以上、本発明の好適な実施形態について説明した。しかし、上述の実施形態は例示に過ぎず、本発明は他の種々の形態で実施することができる。
1 被切削物
6 切削ツール
6B 先端部
6T 頂部
10 切削加工機
20 ワークホルダ(保持装置)
50 切削装置
51 スピンドル
52 回転ユニット
53 把持部
60 移動装置
80 ツールストッカ
80A 本体部
81 収納孔
82 押し当て部材
83 ツールセンサ
100 制御装置
107 ツール交換部
108 仮把持部
109 本把持部
120 加工室
130 駆動装置室
150 切削装置室

Claims (6)

  1. 棒状に形成された複数の切削ツールを収納可能なツールストッカと、
    開閉可能に構成されかつ前記ツールストッカに収納された前記切削ツールの頂部を把持する把持部および前記把持部を回転させる回転ユニットを有するスピンドルを備え、前記切削ツールによって被切削物を切削する切削装置と、
    前記切削装置を移動させる移動装置と、
    前記切削装置および前記移動装置を制御する制御装置と、を備え、
    前記ツールストッカは、
    前記切削ツールを収納可能な複数の収納孔が形成された本体部と、
    前記本体部の上面に設けられ、前記切削ツールの先端部が押し当てられる押し当て部材と、を備え、
    前記制御装置は、
    前記把持部が開いた状態で前記切削装置を下降させて、前記把持部に前記切削ツールの前記頂部を第1の長さだけ挿入させた後、前記把持部を閉じて前記切削ツールを仮把持する仮把持部と、
    仮把持された前記切削ツールの前記先端部が前記押し当て部材の上方に位置するように前記切削装置を移動させた後、前記把持部が開いた状態で前記切削装置を下降させて、前記切削ツールの前記先端部が前記押し当て部材に押し当てられた状態で前記把持部に前記切削ツールの前記頂部を前記第1の長さより長い第2の長さだけ挿入させた後、前記把持部を閉じて前記切削ツールを本把持する本把持部と、を備えている、切削加工機。
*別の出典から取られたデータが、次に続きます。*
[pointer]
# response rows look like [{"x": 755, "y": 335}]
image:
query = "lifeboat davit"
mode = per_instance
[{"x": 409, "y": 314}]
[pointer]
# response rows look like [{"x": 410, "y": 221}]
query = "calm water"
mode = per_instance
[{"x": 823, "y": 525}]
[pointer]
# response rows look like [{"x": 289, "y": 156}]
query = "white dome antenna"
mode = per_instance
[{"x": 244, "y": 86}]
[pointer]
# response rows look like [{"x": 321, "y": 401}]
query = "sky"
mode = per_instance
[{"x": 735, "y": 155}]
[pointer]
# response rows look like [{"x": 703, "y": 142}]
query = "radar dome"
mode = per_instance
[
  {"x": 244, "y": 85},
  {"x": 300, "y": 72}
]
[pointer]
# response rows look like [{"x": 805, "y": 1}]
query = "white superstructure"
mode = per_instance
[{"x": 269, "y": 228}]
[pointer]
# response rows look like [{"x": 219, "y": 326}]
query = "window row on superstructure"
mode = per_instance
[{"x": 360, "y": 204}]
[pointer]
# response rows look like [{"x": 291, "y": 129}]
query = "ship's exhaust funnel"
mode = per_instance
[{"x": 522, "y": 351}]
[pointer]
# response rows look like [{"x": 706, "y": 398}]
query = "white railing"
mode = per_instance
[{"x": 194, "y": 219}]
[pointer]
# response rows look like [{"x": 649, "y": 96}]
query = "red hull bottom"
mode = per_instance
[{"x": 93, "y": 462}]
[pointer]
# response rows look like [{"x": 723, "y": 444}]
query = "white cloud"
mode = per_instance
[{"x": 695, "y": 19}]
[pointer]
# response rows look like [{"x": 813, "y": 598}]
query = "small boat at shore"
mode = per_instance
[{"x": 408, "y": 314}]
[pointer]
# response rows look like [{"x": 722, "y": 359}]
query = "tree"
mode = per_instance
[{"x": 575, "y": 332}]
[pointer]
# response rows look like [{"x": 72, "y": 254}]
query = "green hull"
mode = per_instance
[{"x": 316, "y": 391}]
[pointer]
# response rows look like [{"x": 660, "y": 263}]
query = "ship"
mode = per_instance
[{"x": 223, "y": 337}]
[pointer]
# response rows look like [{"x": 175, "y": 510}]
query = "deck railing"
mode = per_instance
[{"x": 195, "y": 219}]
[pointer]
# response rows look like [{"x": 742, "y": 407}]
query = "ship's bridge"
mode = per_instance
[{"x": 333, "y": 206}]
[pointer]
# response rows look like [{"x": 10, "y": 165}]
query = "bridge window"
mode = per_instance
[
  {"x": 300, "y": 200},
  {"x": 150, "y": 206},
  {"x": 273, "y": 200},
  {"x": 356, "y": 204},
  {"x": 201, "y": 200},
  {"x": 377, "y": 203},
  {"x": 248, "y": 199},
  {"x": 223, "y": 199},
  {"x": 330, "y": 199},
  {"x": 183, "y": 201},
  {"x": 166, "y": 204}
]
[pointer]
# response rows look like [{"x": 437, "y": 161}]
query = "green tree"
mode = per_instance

  2. 前記押し当て部材は、樹脂材料から形成されている、請求項1に記載の切削加工機。
  3. 複数の前記収納孔は、千鳥状に配置されている、請求項1または2に記載の切削加工機。
  4. 前記ツールストッカには、複数の前記収納孔のうちの一部が所定の並び方向に並んだ列が複数形成されており、
    複数の前記列のうちの隣り合った2つの列は、前記並び方向の位置がずれている、請求項3に記載の切削加工機。
  5. 前記ツールストッカは、前記切削ツールの長さを検出するツールセンサを備え、
    前記ツールセンサは、前記押し当て部材の側方に設けられている、請求項1から4のいずれか一項に記載の切削加工機。
  6. 前記ツールストッカを収容する第1室と、
    前記第1室と区画され、かつ、前記被切削物が切削される第2室と、を備えている、請求項1から5のいずれか一項に記載の切削加工機。